The report was alluded to by various stakeholders during their presentations. Among them were the Opposition Coalition for Reforms and Democracy (CORD), International Commission of Jurists (ICJ), the Council of Governors and petitioner Barasa Nyukuri.
In seeking to stop the inquiry, the commission — through its chair — argued that it could not be sacked except through a petition as envisaged under Article 251 of the Constitution. It accused the committee of fishing for charges from stakeholders in a manner that was not contemplated in the Constitution.
“The committee has become a petitioner by collecting allegations in a letter and asking us to respond. It is a violation of the principles of fair hearing. A petition is the only mechanism available to the public through which commissioners of the IEBC can be removed,” said Hassan, who was accompanied by eight other commissioners and members of the secretariat.
During its proceedings, the select committee also asked to see documents in the possession of the Ethics and Anti-Corruption Commission (EACC) and the Director of Public Prosecutions (DPP) on the ‘Chickengate’ scandal.
Religious leaders, in their presentation, called for the commissioners’ exit on the grounds of loss of public confidence.
“Having reviewed the committee’s terms of reference, it is apparent that one of the outcomes of the committee is the removal of IEBC and proposal for mechanisms for their removal.
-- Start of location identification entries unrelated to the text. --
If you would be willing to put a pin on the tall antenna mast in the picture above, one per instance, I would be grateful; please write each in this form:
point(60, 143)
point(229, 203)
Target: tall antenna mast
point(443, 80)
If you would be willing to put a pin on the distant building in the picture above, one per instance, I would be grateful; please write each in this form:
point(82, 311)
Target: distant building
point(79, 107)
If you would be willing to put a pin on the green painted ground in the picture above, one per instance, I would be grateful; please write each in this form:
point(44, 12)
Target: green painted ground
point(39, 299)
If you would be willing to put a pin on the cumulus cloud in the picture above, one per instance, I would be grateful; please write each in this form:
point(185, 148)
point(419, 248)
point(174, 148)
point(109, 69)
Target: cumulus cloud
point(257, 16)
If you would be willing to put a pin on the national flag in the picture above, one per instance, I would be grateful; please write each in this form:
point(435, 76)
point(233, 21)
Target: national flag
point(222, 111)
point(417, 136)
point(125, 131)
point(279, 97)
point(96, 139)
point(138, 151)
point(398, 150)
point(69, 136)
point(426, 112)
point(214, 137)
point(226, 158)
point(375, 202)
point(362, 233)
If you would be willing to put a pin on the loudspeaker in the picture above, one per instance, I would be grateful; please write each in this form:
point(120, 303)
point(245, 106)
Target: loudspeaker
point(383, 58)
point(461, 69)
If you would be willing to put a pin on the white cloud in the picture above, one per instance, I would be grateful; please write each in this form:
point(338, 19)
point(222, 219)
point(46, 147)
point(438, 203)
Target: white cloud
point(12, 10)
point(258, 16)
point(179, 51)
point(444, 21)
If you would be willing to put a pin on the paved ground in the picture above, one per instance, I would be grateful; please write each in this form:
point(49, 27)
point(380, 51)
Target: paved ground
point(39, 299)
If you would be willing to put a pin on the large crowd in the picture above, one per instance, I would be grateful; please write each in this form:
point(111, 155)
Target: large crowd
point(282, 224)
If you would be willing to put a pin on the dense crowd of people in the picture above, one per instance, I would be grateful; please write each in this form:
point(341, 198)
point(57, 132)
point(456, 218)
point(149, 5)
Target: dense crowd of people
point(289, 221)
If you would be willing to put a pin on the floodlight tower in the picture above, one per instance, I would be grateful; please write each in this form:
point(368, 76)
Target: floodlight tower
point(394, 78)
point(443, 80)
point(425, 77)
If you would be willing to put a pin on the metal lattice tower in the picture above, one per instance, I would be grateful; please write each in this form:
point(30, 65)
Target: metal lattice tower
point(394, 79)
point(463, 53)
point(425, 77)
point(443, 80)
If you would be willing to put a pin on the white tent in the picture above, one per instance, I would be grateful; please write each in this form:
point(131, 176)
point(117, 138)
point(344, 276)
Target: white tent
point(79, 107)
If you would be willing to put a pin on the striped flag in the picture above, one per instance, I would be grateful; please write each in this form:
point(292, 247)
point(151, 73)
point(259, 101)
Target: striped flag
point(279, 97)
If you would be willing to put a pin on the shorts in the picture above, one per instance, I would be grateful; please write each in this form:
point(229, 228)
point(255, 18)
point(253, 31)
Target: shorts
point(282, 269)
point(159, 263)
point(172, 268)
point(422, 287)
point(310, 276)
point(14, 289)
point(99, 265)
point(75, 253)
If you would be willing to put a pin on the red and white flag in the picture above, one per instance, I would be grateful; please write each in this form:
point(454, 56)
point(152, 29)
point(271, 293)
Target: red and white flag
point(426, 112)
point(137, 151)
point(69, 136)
It goes against Article 251 of the Constitution which set out the procedure for such removal,” IEBC said in its challenge.
The commission’s stand was compelling enough to force a four-hour adjournment as the committee considered its options, including “downing our tools”, according to Orengo.
Kiraitu said the issues raised went to “the root of the committee’s mandate” while Moses Kuria said the challenge “raises constitutional questions of fundamental importance”.
At the end of the adjournment, the team sought to explain its mandate.
“The proceedings of this committee are not intended to result in the removal of any or all of the commissioners as contemplated in Article 251. The Motion passed by both Houses requires the committee to inquire into allegations, and the committee was mandated generally to receive views generally on any such allegations,” the committee said, to which the commission agreed.
“We feel that some of the allegations are specific to the commissioners. We want to ask that they be allowed to respond within the next 24 hours,” said Hassan.
Yesterday’s proceedings, however, raised the possibility of a legal challenge, which explains why the committee decided to arm itself with a considered ruling, complete with expert input.
The issue of a court challenge first emerged when the commission appeared before a parallel National Assembly committee chaired by Samuel Chepkonga (Ainabkoi) and Njoroge Baiya (Githunguri). The commission said it was being subjected to “double jeopardy”.
Kiraitu yesterday told the commissioners to put the interests of the country before their own.